The proconvulsant effects of the GABAA α5 subtype-selective compound RY-080 may not be α5-mediated

RY-080 (ethyl 8-ethynyl-5,6-dihydro-5-methyl-6-oxo-4H-imidazo[1,5-a][1,4]benzodiazepine-3-carboxylate) is an imidazobenzodiazepine with 40–50-fold higher affinity for the benzodiazepine binding site of α5- rather than α1-, α2- or α3-containing GABAA receptors. Previous data describing RY-080 as being convulsant suggests that inverse agonists selective for the α5 subtype may not be suitable for clinical development.
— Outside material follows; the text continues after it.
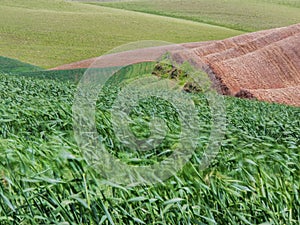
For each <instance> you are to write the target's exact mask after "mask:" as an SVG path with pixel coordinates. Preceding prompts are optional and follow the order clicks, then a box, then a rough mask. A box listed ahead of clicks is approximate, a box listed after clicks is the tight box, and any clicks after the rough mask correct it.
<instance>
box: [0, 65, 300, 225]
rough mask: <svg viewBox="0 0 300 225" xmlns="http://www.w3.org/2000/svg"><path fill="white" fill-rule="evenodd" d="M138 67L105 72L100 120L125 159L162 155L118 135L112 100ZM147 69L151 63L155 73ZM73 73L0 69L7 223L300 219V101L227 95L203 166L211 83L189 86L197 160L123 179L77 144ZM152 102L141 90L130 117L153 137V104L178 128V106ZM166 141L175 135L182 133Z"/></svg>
mask: <svg viewBox="0 0 300 225" xmlns="http://www.w3.org/2000/svg"><path fill="white" fill-rule="evenodd" d="M151 66H153V67H155V64H151ZM145 67H147V68H150V69H151V67H149V64H147V65H146V64H145ZM141 68H143V66H141V65H137V66H130V67H127V68H124V70H123V71H125V72H122V71H121V73H119V76H116V77H112V79H110V81H108V82H107V84H106V88H105V89H104V90H103V92H102V94H100V95H99V100H98V102H97V112H96V114H97V118H96V120H97V129H98V132H99V135H100V136H101V137H102V138H103V139H105V144H106V146H107V148H108V149H110V151H111V152H114V154H115V155H116V156H118V157H119V158H120V159H121V160H124V161H125V162H129V161H130V159H132V157H139V160H143V161H147V162H150V163H151V162H152V161H153V160H156V159H159V157H158V156H157V158H155V157H150V158H147V157H146V155H137V154H136V153H132V152H130V151H128V149H126V148H124V147H123V146H121V145H120V143H119V141H118V140H117V139H116V137H115V135H114V134H113V132H112V129H111V121H110V116H111V115H110V113H109V110H108V108H110V106H111V105H112V101H113V100H114V97H113V96H116V93H118V91H120V90H121V89H122V87H123V86H122V83H124V85H126V84H127V83H128V81H129V80H128V79H130V78H131V76H133V77H132V78H133V79H134V74H135V75H137V73H136V72H135V71H137V70H139V71H140V70H141ZM150 69H144V71H145V73H146V74H149V75H150V74H151V70H150ZM33 74H34V73H33ZM139 74H140V73H139ZM53 75H54V77H56V75H55V72H54V74H53ZM121 75H122V76H121ZM46 77H47V78H49V77H48V76H46ZM68 77H69V76H68V75H66V79H65V80H58V79H56V78H55V79H53V80H51V79H35V76H32V77H29V76H27V77H25V76H12V75H8V74H4V73H0V89H1V92H0V101H1V102H2V104H1V105H0V112H1V118H0V176H1V182H0V219H1V224H262V223H269V224H276V225H277V224H278V225H279V224H295V225H296V224H298V221H299V220H300V211H299V209H300V204H299V202H300V199H299V189H300V181H299V171H300V167H299V165H300V163H299V160H300V159H299V150H300V121H299V116H300V108H296V107H289V106H284V105H277V104H267V103H262V102H257V101H248V100H242V99H236V98H230V97H225V98H224V101H225V105H226V114H227V115H226V116H227V124H226V132H225V138H224V140H223V141H222V143H221V146H220V149H219V150H220V151H219V154H218V155H217V157H216V158H215V159H214V160H213V162H212V163H211V165H210V166H209V167H208V168H206V169H205V170H199V161H200V160H201V156H202V154H203V151H204V150H205V149H206V148H207V145H208V143H209V136H210V133H209V131H210V130H211V122H210V121H211V110H210V105H209V102H208V101H207V98H206V95H205V93H203V92H202V93H198V94H189V93H186V94H187V95H192V96H193V99H194V102H195V105H196V107H197V109H198V111H199V120H200V125H201V127H200V133H199V140H198V147H197V149H196V151H195V154H194V155H193V158H192V159H191V161H190V162H189V163H188V164H187V165H186V166H185V167H184V169H183V170H182V171H180V173H178V174H177V175H176V176H174V177H173V178H171V179H169V180H167V181H166V182H164V183H162V184H158V185H155V186H152V187H150V186H149V187H148V186H141V187H122V186H120V185H117V184H113V183H111V182H108V181H106V180H105V179H104V178H103V177H102V176H101V174H98V171H95V170H94V169H93V168H91V167H90V166H89V165H88V163H87V162H86V160H85V158H84V157H83V153H82V152H81V151H80V149H79V148H78V147H77V144H76V142H75V140H74V138H73V127H72V104H73V100H74V94H75V92H76V83H74V80H73V79H71V80H70V81H67V78H68ZM40 78H42V77H40ZM126 82H127V83H126ZM116 84H117V85H116ZM113 85H114V86H113ZM155 103H157V102H156V101H155V100H154V101H146V100H145V101H141V103H140V105H139V106H138V107H136V108H135V111H133V112H132V115H131V116H132V118H133V121H135V120H136V119H141V121H138V122H137V123H134V124H133V126H132V130H134V132H135V133H136V134H137V135H141V136H142V137H147V132H146V133H145V134H143V133H142V132H145V131H147V130H145V129H144V127H145V123H146V122H147V120H148V119H149V114H151V113H152V114H156V115H157V114H160V113H161V112H165V113H166V116H161V119H163V120H165V121H166V122H167V123H169V124H170V125H171V126H169V127H170V130H169V134H170V137H171V136H172V135H171V134H175V135H176V133H177V132H178V129H179V130H180V123H178V122H177V120H176V114H174V112H173V111H174V109H173V107H171V106H170V105H169V104H163V102H159V103H160V104H159V105H155ZM149 110H150V111H149ZM151 110H152V111H151ZM172 115H173V116H172ZM138 116H139V117H138ZM143 121H145V123H144V122H143ZM172 132H173V133H172ZM165 144H166V145H167V146H173V145H176V144H178V139H176V138H175V139H171V138H170V139H169V140H168V141H167V143H165ZM165 147H166V146H165ZM166 149H167V147H166ZM154 153H155V152H153V154H154ZM129 163H130V162H129Z"/></svg>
In the present study, we show that RY-080 possesses inverse agonism for the α1 and α5 subtypes of human recombinant GABAA receptors and whilst not convulsant it was proconvulsant. Hence, with pentylenetetrazole alone, the dose predicted to give tonic convulsions in 50% of the mice (ED50) was 108 mg/kg whereas in the presence of 1 and 10 mg/kg RY-080, the ED50s were 93 and 57 mg/kg, respectively. In vivo [3H]L-655,708 and [3H]Ro 15–1788 binding assays showed that the subtype selectivity of RY-080 in vivo was 7–10-fold for α5-relative to α1- and α2/α3-containing receptors (respective ID50 values of 0.93, 9.7 and 6.2 mg/kg) and is therefore much lower than seen in vitro. Consequently, it is not possible to define a dose of RY-080 which gives high occupancy of the α5 subtype without binding to other subtypes and accordingly the proconvulsant effects of RY-080 cannot be attributed solely to the α5 subtype.